I would not claim that The God Delusion is a very original book. Most of the arguments and discussions in the book have appeared elsewhere before. However, The God Delusion is a comprehensive book which I think covers most the relevant arguments and discussions concerning science and religion. One influential (fundamentalist?) blog that I read recently complained that atheists cannot decide whether to attack religion because they think it is false or because they think it lead to evil. My response is that, religion should be criticized because it is plausibly false and because it is a source of evil. It is not a good defense to point out that your stance can be criticized from several different perspectives.
In the first chapter of his book Dawkins defines what he means by God. After all, God is defined in very different ways depending on who you ask. For example, there are many people who see God, not as an omnipotent, omniscient man in the sky, but rather they claim that God is the natural laws, or God is in everything. Personally, I think that semantics (the meaning of words), in essence is a democratic endeavor. I think that a word means what most people think it means. If you are not happy with that then come up with a new word. In any case, Dawkins makes it clear that he writes about the God as he is defined in the religions of Christianity, Judaism and Islam i.e. the God in the Old Testament (Yahweh).
Why should we respect a religious hypothesis more than any other hypothesis? That is the next issue brought up in The God Delusion. In my relatively short career I have only yet been part of one article submission. The way it works is that when you send in your article to a peer reviewed journal, the editors will read it and possibly send it right back with a "we won't publish this crap" note attached. If you are lucky the editor thinks that your article has a chance of being published in their journal. If so, the editor sends the article to two or three reviewers, typically your worst critics. The reviewers read the article and send their comments back to the editor. They also say whether they think the article is good enough to be published in the journal or not. After all these turns which usually takes two or three months (sometimes more), you get your article back along with all the criticism and ad hominim attacks (which occur every now and then) and more often than not with a negative response. Then, for a couple of weeks, you feel devastated and contemplate whether you should perhaps start working with garbage disposal or something else that suits your mental capacity better, and then you get back on the horse and send your article to a less prestigious journal.
"A widespread assumption, which nearly everybody in our society accepts - the non-religious included - is that religious faith is especially vulnerable to offence and should be protected by an abnormally thick wall of respect, in a different class from the respect that any human being should pay to any other."
I could not agree more. To criticize religion in the same fashion that scientific discoveries are criticized is completely taboo. I think this is strange because as I see it believing in a God is no different from believing that a classically conditioned memory trace sits in the Purkinje cell in the Cerebellum. Of course there is one important difference. Religion is often much more a part of a person than is for instance a scientific hypothesis. It is probably easier to really hurt someone by criticizing their religion than by criticizing something else, and I think one should take this issue into account, though not to the extent that we do today.
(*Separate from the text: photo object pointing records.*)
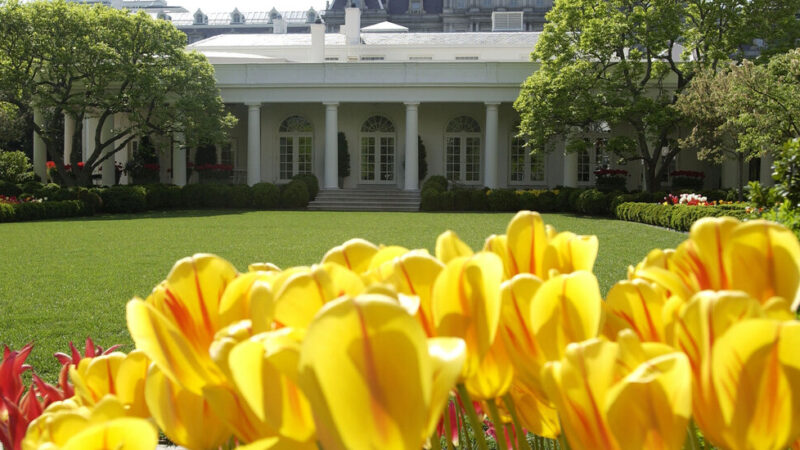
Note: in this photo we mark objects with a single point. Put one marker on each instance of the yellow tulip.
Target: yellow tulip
(372, 376)
(185, 417)
(756, 374)
(621, 395)
(115, 374)
(175, 326)
(536, 414)
(301, 292)
(67, 425)
(757, 257)
(449, 246)
(264, 370)
(355, 255)
(466, 304)
(637, 305)
(414, 274)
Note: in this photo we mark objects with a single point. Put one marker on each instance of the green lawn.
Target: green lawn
(65, 280)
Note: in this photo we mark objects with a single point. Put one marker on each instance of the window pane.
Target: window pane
(583, 166)
(537, 167)
(367, 158)
(286, 158)
(304, 155)
(517, 168)
(387, 158)
(453, 158)
(472, 169)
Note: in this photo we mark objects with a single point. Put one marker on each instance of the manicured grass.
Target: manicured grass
(65, 280)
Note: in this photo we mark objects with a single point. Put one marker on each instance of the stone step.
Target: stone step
(365, 200)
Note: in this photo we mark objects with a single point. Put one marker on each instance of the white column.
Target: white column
(253, 143)
(490, 176)
(412, 146)
(179, 159)
(570, 169)
(331, 146)
(107, 167)
(39, 149)
(69, 133)
(765, 177)
(89, 130)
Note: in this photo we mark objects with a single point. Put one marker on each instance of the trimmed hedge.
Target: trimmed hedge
(677, 217)
(44, 210)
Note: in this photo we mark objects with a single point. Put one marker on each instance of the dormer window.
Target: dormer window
(237, 17)
(200, 18)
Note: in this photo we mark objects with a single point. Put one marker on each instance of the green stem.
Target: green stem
(477, 427)
(499, 428)
(448, 432)
(435, 444)
(522, 443)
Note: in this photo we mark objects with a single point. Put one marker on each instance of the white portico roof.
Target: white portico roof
(385, 27)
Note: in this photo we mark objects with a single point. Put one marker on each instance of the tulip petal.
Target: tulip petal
(449, 247)
(365, 368)
(185, 417)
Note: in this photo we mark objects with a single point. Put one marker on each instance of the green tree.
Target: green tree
(66, 58)
(623, 63)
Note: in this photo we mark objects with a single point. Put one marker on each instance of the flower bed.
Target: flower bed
(386, 347)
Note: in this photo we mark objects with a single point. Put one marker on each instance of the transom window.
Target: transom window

To illustrate the reactions that can occur when religion is criticized, Richard Dawkins, writes about the Muslims reaction to the cartoons that were published in Jyllands Posten. Sure they were probably tasteless and all that, but compared to the way Richard Dawkins was depicted in South Park (season 10, episode 12), it is nothing (I am a big south park fan by the way). In response to the cartoons in Jyllands posten one (fundamentalist) Muslim responded in a tragicomic fashion:
"Behead those who say Islam is a violent religion'."